Summary: Appealing to a counterpart’s sense of power to get him to make a decision.
Asking a question like, “Do you have the power to make this deal happen?” can be an effective tactic. Some people feel compelled to say “yes” for the sole reason that it strokes their ego. People with big egos believe they are always right, and like to feel in charge.
A man goes out to buy a car for his family. He is a bottom-line, results-oriented type of guy who is good at negotiating a great deal. Once he makes the decision to buy a car, he wants to do the research, take a test drive, negotiate a deal, and purchase the car all in one afternoon.
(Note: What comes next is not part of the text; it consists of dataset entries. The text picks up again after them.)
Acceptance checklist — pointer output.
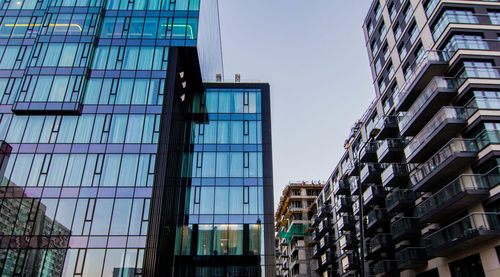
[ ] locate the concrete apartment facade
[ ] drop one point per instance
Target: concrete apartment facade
(416, 192)
(293, 229)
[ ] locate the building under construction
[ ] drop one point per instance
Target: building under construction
(293, 231)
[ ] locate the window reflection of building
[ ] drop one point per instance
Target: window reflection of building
(31, 242)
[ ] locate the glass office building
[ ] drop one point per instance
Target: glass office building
(99, 103)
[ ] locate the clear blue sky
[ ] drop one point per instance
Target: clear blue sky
(313, 55)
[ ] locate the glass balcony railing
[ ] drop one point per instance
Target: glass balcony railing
(451, 148)
(394, 171)
(446, 113)
(431, 6)
(479, 71)
(437, 83)
(453, 16)
(428, 57)
(473, 225)
(461, 184)
(456, 44)
(400, 198)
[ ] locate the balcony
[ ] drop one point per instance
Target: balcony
(444, 165)
(391, 150)
(440, 129)
(373, 195)
(369, 152)
(347, 242)
(381, 242)
(405, 228)
(395, 175)
(355, 207)
(376, 218)
(341, 188)
(349, 262)
(323, 227)
(346, 223)
(354, 185)
(386, 268)
(325, 260)
(370, 173)
(411, 257)
(400, 200)
(325, 211)
(343, 204)
(326, 242)
(463, 234)
(387, 127)
(430, 64)
(454, 197)
(438, 92)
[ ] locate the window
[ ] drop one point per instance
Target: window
(402, 51)
(429, 7)
(374, 47)
(390, 70)
(392, 11)
(397, 31)
(377, 10)
(453, 16)
(470, 266)
(382, 30)
(386, 52)
(413, 32)
(494, 17)
(378, 66)
(470, 41)
(370, 28)
(408, 11)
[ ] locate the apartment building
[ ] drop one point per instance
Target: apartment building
(420, 170)
(293, 222)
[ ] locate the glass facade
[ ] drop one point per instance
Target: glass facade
(226, 187)
(83, 98)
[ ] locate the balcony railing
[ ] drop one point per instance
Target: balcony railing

The salesperson, sensing the buyer’s need for power, asks, “Do you have the power to make this type of decision without your wife?” The husband replies, “I am the sole decision maker when it comes to purchasing the family car.”
Obviously, the tactic of Higher Authority would work best here—and it is probably in this man’s best interest to employ it. He could say, “Although my wife and I usually agree on this type of purchase, I will have to review the purchase agreement with her to gain her approval.”
It is usually wise to get someone else to review any deal you are structuring. Asking someone else to review your proposed outcome is not a sign of weakness, but a sign of strength.
Have you used or encountered this tactic in your negotiations? If so, how’d it go?